4.4.1. Het hof onderschrijft dat een niveauverschil als het onderhavige het risico van een ongeval en/of schade met zich kan brengen. Het is ongetwijfeld ook om die reden dat [appellante], naar zij van meet af aan heeft erkend, doorgaans voor het op- en afstapje pleegt te waarschuwen. Dat betekent echter nog niet dat het aan het niveauverschil inherente risico van een ongeval en/of schade en de ernst van de daarvan te verwachten gevolgen van dien aard zijn dat [appellante] onzorgvuldig en daarmee onrechtmatig handelen kan worden verweten indien zij voor het op- en/of afstapje niet waarschuwt. Uit het enkele feit dat [geïntimeerde] in dit geval bij het afstapje ten val is gekomen en dientengevolge haar pols heeft gebroken, kan naar het oordeel van het hof nog niet zonder meer worden geconcludeerd dat een afstapje als het onderhavige een zodanig aanmerkelijke kans op een ongeval met ernstige gevolgen in zich bergt dat [appellante] de risico's daarvan had behoren in te beperken. Andere feiten en omstandigheden waaruit dit zou blijken zijn door [geïntimeerde] onvoldoende gesteld noch anderszins gebleken.
4.4.2. Het vorenstaande betekent dat het hof de grieven VI en VII in het principaal appel, waarin [appellante] het oordeel van de rechtbank betwist dat van haar had mogen worden verwacht dat zij voor op- en afstapje waarschuwde en dat zij onrechtmatig handelde door zulks niet te doen, gegrond acht. Het ongeval van [geïntimeerde] is met andere woorden te wijten aan een ongelukkige samenloop van omstandigheden en niet aan een aan [appellante] te verwijten onrechtmatige daad.
4.5.1. Op grond van hetgeen hiervoor is overwogen zal het hof het vonnis waarvan beroep vernietigen en de vorderingen van [geïntimeerde] alsnog afwijzen, met veroordeling van [geïntimeerde] als de in het ongelijk gestelde partij in de proceskosten van het geding in eerste aanleg.
4.5.2. De in grief VIII in het principaal appel aan de orde gestelde vraag of [geïntimeerde] al dan niet ook zou zijn gevallen indien zij voor het op- en afstapje zou zijn gewaarschuwd en de in de grieven IX en X in het principaal appel aan de orde gestelde vraag naar de door [geïntimeerde] al dan niet ten gevolge van het ongeval geleden schade, behoeven geen bespreking meer.

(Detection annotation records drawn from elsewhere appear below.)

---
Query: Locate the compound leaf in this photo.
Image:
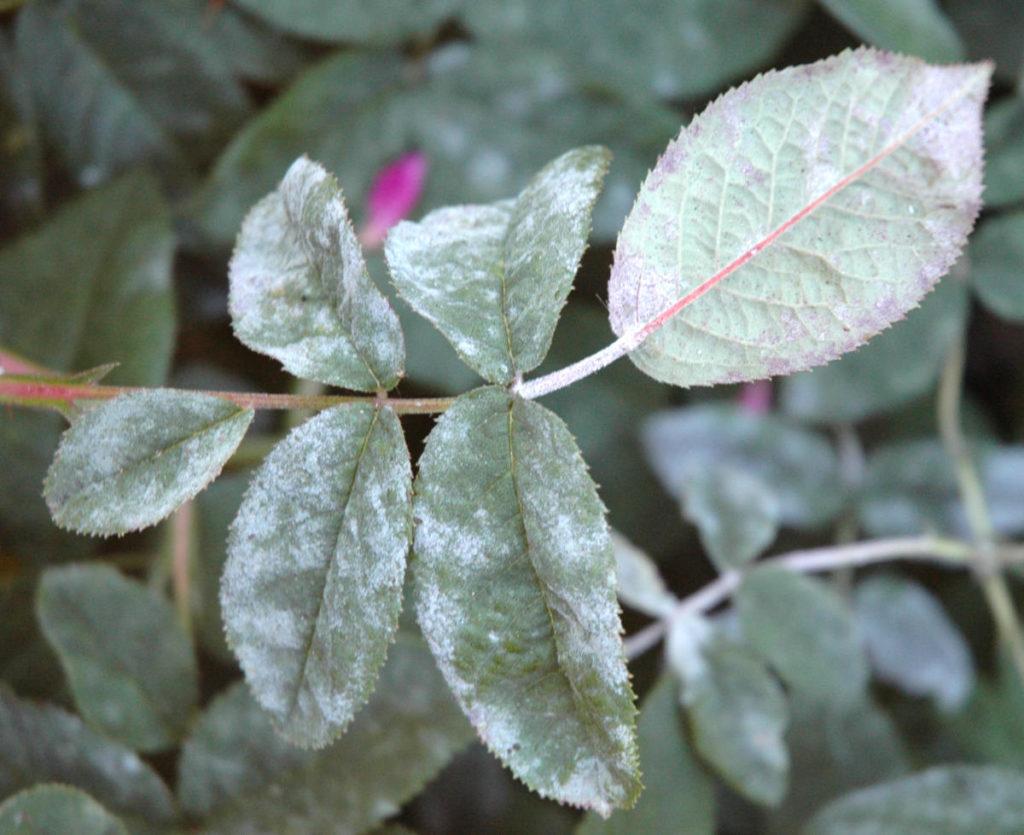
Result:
[221,404,413,747]
[414,387,640,816]
[0,687,174,824]
[608,49,992,386]
[37,566,199,751]
[806,765,1024,835]
[385,147,610,383]
[188,636,472,835]
[0,785,128,835]
[44,389,253,536]
[735,566,867,702]
[229,157,406,391]
[575,675,715,835]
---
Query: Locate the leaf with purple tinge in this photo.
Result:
[609,49,992,386]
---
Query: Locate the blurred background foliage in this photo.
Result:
[0,0,1024,833]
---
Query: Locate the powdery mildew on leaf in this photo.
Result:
[228,157,406,391]
[36,565,199,751]
[385,145,611,383]
[43,389,253,536]
[609,49,991,385]
[0,687,174,825]
[193,635,472,835]
[414,388,640,816]
[221,404,413,747]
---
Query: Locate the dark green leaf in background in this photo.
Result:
[577,675,715,835]
[970,212,1024,322]
[221,404,413,747]
[735,566,868,703]
[0,785,128,835]
[463,0,807,98]
[854,576,975,711]
[37,565,199,751]
[683,465,779,572]
[0,687,174,824]
[16,0,249,185]
[414,387,640,815]
[385,147,609,383]
[45,388,253,536]
[643,405,843,528]
[818,0,965,64]
[806,765,1024,835]
[0,169,174,385]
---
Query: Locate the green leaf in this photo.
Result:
[734,566,867,703]
[189,472,249,663]
[577,675,715,835]
[0,169,174,385]
[608,49,991,386]
[668,618,790,806]
[191,44,679,243]
[44,389,253,536]
[857,440,1024,537]
[611,531,679,618]
[806,765,1024,835]
[414,387,640,815]
[385,147,610,383]
[642,404,843,529]
[0,785,128,835]
[765,695,909,835]
[178,681,309,818]
[229,157,406,391]
[683,465,779,572]
[780,276,968,423]
[854,575,975,711]
[985,92,1024,208]
[463,0,807,98]
[16,0,249,185]
[239,0,461,43]
[191,637,472,835]
[36,565,199,751]
[819,0,964,62]
[0,687,174,824]
[971,212,1024,322]
[221,404,413,747]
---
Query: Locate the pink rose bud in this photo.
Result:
[359,151,427,249]
[739,380,771,415]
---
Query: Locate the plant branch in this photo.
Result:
[938,336,1024,683]
[624,536,995,658]
[0,375,453,415]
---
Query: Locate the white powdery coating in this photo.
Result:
[415,388,639,813]
[44,389,253,536]
[221,404,412,746]
[609,49,991,385]
[385,147,610,383]
[229,157,406,391]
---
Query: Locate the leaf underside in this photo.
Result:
[414,388,640,815]
[44,389,253,536]
[229,157,406,391]
[609,49,991,386]
[221,404,412,747]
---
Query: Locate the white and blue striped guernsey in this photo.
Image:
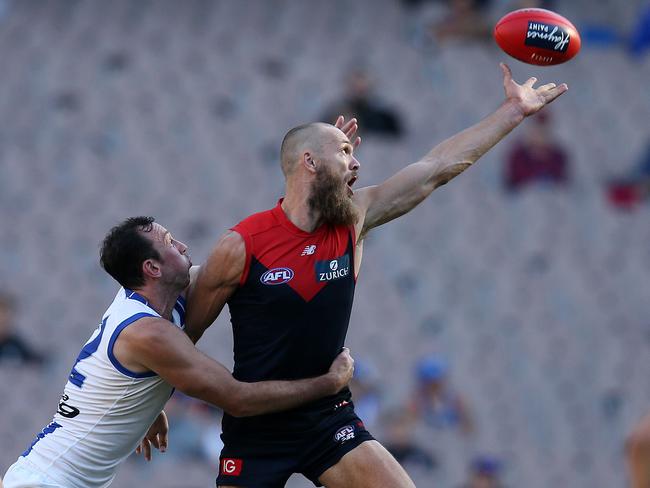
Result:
[17,288,185,488]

4.5.3. Het slagen van de grieven VI en VII in het principaal appel betekent dat aan de voorwaarde waaronder het incidenteel appel werd ingesteld, is voldaan. Ten aanzien van dat appel heeft het hof hiervoor al aangegeven dat grief II, die zich richt tegen het oordeel van de rechtbank dat de enkele aanwezigheid van het afstapje [appellante] niet als onrechtmatig kan worden verweten, faalt. Het hof zal dan ook [geïntimeerde] als de in hoger beroep grotendeels in het ongelijk gestelde partij veroordelen in de proceskosten van het principaal en het incidenteel appel. Het hof neemt daarbij in aanmerking dat voor de hersteldagvaarding in hoger beroep door de deurwaarder geen kosten zijn berekend, zodat voor deze hersteldagvaarding geen kosten buiten beschouwing behoeven te worden gelaten.
vernietigt het vonnis en herstelvonnis waarvan beroep, en opnieuw rechtdoende:
wijst de vorderingen van [geïntimeerde] af;
veroordeelt [geïntimeerde] in de proceskosten van de eerste aanleg en in die van het principaal en het incidenteel appel, welke kosten voor de eerste aanleg worden begroot op E 172,= aan verschotten en E 780,= aan salaris procureur, voor het principaal appel op E 409,15 aan verschotten en op E 1.321,= aan salaris procureur en voor het incidenteel appel op E 447,= aan salaris procureur;
verklaart dit arrest uitvoerbaar bij voorraad.
Dit arrest is gewezen door mrs. Van Schaik-Veltman, Venhuizen en Van der Molen, en door de rolraadsheer uitgesproken ter openbare terechtzitting van dit hof op 15 november 2005.